Herein lies the quandary, with several contradictory components.  Unless the defendant has a discernible civilian address (that is, not located on a U.S. installation), standard methods of service will be unavailable.

  • Hague service is not available without an address.  If a defendant lives in a barracks or other on-post* housing, then they simply don’t have an address.  Of course, “1234 Eisenhower Drive” or simply “Building 2375” may be valid for telling friends where to gather for a social engagement, but the addressing system is most likely unknown to local authorities (both civil authorities and the post office).  It has no legal effect, and can change by the simple act of a clerk.
  • Even if the defendant does have a discernible on-post address, mail is generally not delivered to such an address, and local judicial authorities would most likely be denied access to the post under the governing SOFA.  (Process servers, where they exist, are afforded even less accommodation by post security.)
  • Forget about serving them at the office, especially if “the office” is an artillery range.  Even if a local judicial officer does gain access, those officers generally avoid serving anybody at work.
  • The Posse Comitatus Act prohibits the use of Army and Air Force chains of command for civil purposes, and various Naval regulations likewise create insurmountable roadblocks.  Urban myth advises that a plaintiff simply needs to ask a JAG (Judge Advocate General) office to effect service but this simply isn’t accurate.

So what is a plaintiff to do?  Several options are available, although odds of success are lower than with service on a non-military defendant.

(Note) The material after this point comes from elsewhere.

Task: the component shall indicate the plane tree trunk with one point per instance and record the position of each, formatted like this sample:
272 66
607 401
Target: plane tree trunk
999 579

  1. Wait.  Simply hold onto the summons until the defendant returns from his tour of duty overseas, and serve him upon his arrival stateside.  Of course, the court must be made aware of the hurdles to proper notice, so an order excusing non-service may be issued to protect the plaintiff from dismissal.
  2. Request leave to serve via U.S. mail at his known APO or FPO (Army/Air Post Office or Fleet Post Office) address.**  APO/FPO addresses are not tied to geography like a street address is.  If a unit stationed in Germany is temporarily transferred to Kuwait, a soldier’s address may not change–or if it does, the APO staff in Germany will automatically forward his mail to the new address as a matter of course.  In short, the soldier will get his mail.
  3. Request leave to serve by electronic mail.**  All U.S. personnel are issued email addresses for official use, and they are generally permitted to use those addresses for personal communication while stationed abroad.  Moreover, given the ubiquity of free email servers, it is nonsensical for an active duty defendant to argue that he/she does not have a personal email account.  And like APO/FPO addresses, email addresses are tied to an individual, rather than to a physical location, so treaty considerations are less daunting.  (E-mail’s acceptance as a means of effective service is growing, slowly but surely.)
  4. If the defendant happens to live in civilian housing (“on the economy”) and his address can be ascertained, serve via traditional channels.  This may come in different forms, so significant brainstorming is necessary.

Serving a G.I. isn’t as easy as serving other defendants, but it may still be possible with creative thinking.  Call us and we can bat around some ideas.


The author is an Army brat.  An Army installation is referred to as a post, and it is painful to call it anything else.  Not a fort, not a base, and certainly not a campus.  With all respect to the Air Force, Navy, and Marine Corps, you’ll have to substitute your own terminology on this one.  Post, base, installation… you get the idea.

** Use of APO/FPO mail or of U.S. military e-mail servers may run afoul of the Posse Comitatus Act.  The issue has not been addressed in case law as of this writing.